Consider what that means for the mobile operator and its relationship with its customers. Instead of selling a generic 5G pipe with a static SLA, a telco can now sell a dynamic, guaranteed slice for a specific use case—say, a remote robotic surgery setup or a high-density, low-latency industrial IoT factory floor. The network senses the congestion and automatically allocates resources without a human engineer needing to intervene in the middle of the night.

This is the revenue-generation part of the equation that the industry has been in search of for as long as I’ve been coming to MWC. Telcos that can add value on top of the high-performance, low-latency connectivity and shift it to a programmable service will stop being thought of as a utility and start being considered a value-added partner.

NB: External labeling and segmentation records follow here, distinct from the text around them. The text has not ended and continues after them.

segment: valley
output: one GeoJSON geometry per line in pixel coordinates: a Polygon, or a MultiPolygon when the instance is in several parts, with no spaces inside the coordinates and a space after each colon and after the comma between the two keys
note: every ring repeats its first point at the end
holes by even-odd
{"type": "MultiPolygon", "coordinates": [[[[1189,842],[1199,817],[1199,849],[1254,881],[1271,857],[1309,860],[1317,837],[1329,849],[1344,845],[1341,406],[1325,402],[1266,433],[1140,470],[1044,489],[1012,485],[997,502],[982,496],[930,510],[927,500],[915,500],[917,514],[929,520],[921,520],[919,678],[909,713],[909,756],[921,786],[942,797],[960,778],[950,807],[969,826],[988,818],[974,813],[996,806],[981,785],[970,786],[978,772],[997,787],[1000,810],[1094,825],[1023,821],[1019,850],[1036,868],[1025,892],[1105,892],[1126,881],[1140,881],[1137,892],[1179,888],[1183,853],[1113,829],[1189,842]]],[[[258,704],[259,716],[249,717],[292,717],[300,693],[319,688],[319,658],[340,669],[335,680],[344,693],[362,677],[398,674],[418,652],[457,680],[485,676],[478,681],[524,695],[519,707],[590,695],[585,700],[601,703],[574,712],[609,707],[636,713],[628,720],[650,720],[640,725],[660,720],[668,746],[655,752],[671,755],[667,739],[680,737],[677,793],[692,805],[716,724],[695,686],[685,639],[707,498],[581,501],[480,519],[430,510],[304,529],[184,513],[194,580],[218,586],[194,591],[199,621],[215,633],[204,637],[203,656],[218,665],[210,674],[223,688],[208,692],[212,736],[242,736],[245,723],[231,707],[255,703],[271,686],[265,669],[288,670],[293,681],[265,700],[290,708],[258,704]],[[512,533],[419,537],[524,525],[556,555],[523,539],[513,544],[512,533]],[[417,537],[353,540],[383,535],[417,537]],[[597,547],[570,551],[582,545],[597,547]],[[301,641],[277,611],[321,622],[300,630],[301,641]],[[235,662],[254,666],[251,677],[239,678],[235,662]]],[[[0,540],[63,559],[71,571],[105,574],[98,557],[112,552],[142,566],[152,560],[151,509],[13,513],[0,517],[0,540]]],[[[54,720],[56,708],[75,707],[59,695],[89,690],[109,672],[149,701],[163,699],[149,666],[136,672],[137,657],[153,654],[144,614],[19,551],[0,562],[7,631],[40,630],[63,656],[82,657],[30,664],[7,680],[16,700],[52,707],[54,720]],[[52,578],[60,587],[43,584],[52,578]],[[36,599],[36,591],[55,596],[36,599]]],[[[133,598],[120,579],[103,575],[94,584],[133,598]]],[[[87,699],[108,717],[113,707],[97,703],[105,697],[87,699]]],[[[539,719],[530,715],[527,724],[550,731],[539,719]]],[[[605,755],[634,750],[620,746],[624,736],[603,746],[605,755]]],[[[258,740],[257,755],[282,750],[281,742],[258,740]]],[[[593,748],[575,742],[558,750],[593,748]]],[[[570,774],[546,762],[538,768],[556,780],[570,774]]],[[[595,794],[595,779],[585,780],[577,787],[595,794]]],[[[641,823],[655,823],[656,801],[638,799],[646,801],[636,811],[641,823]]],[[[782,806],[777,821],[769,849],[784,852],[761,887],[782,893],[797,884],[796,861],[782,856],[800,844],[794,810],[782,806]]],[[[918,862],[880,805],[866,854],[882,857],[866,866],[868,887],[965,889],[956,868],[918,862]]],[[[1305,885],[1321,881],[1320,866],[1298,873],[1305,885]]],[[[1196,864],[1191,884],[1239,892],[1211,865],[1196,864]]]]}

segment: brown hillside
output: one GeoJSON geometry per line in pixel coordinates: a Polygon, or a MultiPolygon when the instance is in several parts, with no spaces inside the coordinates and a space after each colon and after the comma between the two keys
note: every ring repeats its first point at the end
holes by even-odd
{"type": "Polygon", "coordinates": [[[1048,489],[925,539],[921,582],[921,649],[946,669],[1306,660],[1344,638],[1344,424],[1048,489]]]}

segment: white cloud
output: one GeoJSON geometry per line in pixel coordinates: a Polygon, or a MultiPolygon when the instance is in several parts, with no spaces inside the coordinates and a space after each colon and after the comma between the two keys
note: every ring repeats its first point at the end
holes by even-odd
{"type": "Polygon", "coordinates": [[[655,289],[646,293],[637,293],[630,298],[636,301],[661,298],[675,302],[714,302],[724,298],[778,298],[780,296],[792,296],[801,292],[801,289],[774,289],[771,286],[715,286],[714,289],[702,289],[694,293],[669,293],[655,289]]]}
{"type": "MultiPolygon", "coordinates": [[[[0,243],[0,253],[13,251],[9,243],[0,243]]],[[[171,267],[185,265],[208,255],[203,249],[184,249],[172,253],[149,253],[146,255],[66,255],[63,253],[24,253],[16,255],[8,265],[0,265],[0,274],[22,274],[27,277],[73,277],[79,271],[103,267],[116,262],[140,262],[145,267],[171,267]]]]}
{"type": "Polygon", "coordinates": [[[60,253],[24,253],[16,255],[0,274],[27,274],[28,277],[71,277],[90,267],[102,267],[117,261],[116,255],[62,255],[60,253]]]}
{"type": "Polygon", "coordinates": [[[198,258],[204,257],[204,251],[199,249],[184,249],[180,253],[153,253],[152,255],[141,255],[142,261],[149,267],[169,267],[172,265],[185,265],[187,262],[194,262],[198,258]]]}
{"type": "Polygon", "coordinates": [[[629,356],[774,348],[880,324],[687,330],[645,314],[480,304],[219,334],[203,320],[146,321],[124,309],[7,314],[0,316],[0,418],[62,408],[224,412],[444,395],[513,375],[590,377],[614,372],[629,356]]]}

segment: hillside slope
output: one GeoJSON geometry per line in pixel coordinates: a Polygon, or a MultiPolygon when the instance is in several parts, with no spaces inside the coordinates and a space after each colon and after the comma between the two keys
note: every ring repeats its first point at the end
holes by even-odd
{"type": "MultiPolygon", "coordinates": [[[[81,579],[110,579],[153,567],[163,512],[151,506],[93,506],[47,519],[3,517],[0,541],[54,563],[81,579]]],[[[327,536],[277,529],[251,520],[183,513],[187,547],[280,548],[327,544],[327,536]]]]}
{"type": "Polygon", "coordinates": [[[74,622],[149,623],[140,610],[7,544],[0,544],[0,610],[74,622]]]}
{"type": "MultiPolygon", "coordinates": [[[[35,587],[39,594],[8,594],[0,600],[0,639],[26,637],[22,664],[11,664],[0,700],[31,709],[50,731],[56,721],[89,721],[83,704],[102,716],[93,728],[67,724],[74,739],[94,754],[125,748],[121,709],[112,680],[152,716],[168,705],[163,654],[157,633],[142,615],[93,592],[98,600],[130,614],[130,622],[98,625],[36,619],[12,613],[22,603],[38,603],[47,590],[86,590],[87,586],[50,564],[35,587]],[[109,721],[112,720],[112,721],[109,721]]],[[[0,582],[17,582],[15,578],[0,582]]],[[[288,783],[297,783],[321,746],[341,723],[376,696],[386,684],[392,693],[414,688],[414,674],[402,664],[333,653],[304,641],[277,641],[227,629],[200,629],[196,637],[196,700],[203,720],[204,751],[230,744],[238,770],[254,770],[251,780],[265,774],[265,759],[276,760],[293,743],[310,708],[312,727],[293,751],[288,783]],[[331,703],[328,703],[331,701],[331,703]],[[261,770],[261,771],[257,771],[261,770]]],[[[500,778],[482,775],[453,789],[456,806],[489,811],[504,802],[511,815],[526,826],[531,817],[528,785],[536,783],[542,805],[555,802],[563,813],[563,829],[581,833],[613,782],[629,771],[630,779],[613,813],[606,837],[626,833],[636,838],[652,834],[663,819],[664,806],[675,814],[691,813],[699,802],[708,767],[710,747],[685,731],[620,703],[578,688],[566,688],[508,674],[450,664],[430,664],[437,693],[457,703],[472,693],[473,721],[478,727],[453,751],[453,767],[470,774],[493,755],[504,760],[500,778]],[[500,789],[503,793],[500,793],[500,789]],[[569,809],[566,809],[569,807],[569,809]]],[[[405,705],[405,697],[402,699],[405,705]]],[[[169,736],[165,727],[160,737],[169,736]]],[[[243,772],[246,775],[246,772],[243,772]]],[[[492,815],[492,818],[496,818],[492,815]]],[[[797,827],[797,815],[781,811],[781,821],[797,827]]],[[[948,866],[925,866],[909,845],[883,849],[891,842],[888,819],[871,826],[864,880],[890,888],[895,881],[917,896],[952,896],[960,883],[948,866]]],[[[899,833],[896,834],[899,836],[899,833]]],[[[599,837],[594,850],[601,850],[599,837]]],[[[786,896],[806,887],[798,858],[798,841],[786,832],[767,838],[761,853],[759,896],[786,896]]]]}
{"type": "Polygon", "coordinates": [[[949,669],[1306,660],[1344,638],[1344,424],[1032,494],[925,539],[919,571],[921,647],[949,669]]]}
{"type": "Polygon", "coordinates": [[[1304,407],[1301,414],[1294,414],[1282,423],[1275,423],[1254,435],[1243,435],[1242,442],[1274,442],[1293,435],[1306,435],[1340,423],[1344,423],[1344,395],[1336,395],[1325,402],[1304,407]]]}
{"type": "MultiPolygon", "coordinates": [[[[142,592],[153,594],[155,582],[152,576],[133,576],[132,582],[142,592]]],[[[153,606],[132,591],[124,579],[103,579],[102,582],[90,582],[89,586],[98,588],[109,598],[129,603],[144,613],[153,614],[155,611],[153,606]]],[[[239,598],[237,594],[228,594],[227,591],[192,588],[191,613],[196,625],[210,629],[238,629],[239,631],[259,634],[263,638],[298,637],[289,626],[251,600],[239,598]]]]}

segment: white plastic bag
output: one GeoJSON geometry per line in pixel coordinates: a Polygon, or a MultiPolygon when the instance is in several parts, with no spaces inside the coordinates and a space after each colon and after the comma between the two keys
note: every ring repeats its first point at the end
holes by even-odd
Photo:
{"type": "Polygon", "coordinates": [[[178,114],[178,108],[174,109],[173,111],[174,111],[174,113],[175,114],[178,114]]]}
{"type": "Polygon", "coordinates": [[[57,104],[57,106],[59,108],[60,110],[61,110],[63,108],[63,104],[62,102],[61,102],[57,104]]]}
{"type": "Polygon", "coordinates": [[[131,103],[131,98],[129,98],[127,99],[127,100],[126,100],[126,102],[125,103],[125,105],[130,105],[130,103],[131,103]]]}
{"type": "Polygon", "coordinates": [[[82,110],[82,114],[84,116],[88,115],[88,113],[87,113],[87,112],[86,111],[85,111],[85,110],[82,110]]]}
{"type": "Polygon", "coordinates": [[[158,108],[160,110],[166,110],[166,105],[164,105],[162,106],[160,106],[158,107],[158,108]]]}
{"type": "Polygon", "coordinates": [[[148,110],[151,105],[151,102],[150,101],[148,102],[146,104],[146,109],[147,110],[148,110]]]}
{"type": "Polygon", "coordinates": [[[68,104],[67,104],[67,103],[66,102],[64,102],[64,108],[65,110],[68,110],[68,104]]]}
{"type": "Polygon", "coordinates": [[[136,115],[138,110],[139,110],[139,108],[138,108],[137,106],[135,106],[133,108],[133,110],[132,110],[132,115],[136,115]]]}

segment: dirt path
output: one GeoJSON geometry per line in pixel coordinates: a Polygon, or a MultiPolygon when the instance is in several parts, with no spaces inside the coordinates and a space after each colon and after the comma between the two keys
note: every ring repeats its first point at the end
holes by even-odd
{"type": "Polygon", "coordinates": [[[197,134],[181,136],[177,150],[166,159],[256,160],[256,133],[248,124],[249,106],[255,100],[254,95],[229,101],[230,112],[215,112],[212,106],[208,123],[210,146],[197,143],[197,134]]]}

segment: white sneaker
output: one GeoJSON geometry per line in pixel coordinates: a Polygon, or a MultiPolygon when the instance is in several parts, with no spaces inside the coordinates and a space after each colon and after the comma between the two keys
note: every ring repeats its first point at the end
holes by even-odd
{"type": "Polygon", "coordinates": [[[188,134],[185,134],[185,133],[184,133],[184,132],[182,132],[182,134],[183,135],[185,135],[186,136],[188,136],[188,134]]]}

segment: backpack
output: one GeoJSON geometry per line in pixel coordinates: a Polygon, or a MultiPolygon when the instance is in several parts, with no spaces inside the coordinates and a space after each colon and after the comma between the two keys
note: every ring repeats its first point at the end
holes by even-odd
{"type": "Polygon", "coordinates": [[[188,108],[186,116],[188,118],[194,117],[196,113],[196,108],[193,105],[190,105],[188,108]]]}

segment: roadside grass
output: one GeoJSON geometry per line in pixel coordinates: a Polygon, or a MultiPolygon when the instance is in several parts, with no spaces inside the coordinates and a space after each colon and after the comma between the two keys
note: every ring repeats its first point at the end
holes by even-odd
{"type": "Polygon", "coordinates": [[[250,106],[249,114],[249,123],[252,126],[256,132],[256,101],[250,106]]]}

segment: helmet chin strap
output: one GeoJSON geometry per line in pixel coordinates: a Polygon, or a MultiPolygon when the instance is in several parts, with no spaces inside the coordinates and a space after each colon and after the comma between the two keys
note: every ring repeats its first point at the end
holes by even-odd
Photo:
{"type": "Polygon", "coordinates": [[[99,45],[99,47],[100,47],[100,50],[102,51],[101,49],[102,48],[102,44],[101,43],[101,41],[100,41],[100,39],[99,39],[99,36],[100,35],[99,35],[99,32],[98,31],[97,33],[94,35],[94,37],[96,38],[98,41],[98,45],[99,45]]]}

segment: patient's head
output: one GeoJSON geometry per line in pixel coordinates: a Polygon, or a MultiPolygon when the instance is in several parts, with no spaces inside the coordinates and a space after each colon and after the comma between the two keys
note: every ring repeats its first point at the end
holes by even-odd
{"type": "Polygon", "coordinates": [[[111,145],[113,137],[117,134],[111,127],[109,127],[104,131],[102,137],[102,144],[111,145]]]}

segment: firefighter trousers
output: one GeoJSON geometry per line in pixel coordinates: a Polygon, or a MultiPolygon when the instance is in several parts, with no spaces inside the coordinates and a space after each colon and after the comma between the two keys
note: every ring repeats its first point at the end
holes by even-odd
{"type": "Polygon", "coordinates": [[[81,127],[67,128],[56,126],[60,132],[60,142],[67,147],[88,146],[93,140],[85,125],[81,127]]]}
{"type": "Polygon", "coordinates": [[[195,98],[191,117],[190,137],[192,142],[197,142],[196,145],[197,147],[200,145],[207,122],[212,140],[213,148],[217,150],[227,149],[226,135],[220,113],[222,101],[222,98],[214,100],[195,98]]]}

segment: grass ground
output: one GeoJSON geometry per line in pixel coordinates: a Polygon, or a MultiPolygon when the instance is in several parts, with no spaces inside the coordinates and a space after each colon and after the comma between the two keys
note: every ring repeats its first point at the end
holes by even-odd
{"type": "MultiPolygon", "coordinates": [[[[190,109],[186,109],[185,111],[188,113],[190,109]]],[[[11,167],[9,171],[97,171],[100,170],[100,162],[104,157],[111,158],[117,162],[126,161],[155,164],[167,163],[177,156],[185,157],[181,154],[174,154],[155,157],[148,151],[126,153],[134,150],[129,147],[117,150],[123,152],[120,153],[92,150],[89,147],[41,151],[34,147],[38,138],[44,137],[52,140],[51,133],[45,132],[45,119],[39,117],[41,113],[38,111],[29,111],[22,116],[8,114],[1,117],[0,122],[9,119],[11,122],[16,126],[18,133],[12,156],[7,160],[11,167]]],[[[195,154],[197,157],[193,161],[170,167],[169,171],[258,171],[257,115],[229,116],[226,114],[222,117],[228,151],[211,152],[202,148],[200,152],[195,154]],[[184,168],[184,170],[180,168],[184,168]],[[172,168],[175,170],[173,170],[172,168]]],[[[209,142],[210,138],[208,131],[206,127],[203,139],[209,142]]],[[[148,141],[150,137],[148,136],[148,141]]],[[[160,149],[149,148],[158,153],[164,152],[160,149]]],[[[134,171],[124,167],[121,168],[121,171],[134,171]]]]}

Addressing the GSI and talent gap

Of course, the technology is only half the battle. The barrier to entry for this autonomous network future isn’t just the code and the cloud, it’s the culture and the skills gap. The industry is currently struggling with a significant talent shortage when it comes to integrating cloud-native stacks with legacy infrastructure. AWS seems to recognize this, shifting its focus from selling raw Outpost racks to providing more of a stack that includes the orchestration and AI frameworks to make these systems usable.

By working with global systems integrators (GSI) and software partners like Amdocs, AWS is attempting to lower the barrier for telcos to get from ideation to production. The goal is to move from a three-year POC cycle to a six-month deployment cycle. For a telco executive, the ability to deploy a new service in months, rather than years, is the only way to justify the massive investment in network modernization.

Engineered systems have been widely adopted across various industries but have been slow to see uptake in telecom. A validated, turnkey system can greatly reduce time to production and enable service providers to get more value from their investments, faster.

The path forward

The narrative around AWS in telco is maturing. It’s no longer about whether a telco should use the cloud. The question has shifted to “How quickly can we make our network programmable?”

The next 24 months will be a test of whether operators can actually monetize these capabilities. The technology is clearly ready—the agentic frameworks are in place, and the cloud-native core is a proven success in production environments like Telefonica Germany. The winners will be the carriers that stop viewing the cloud providers as hosting companies and start viewing them as the engine for their next-generation B2B service portfolio. The network of the future isn’t about better fiber or more spectrum; it’s about better software. And for the first time, it feels like the industry is finally building the platform to deliver on that promise.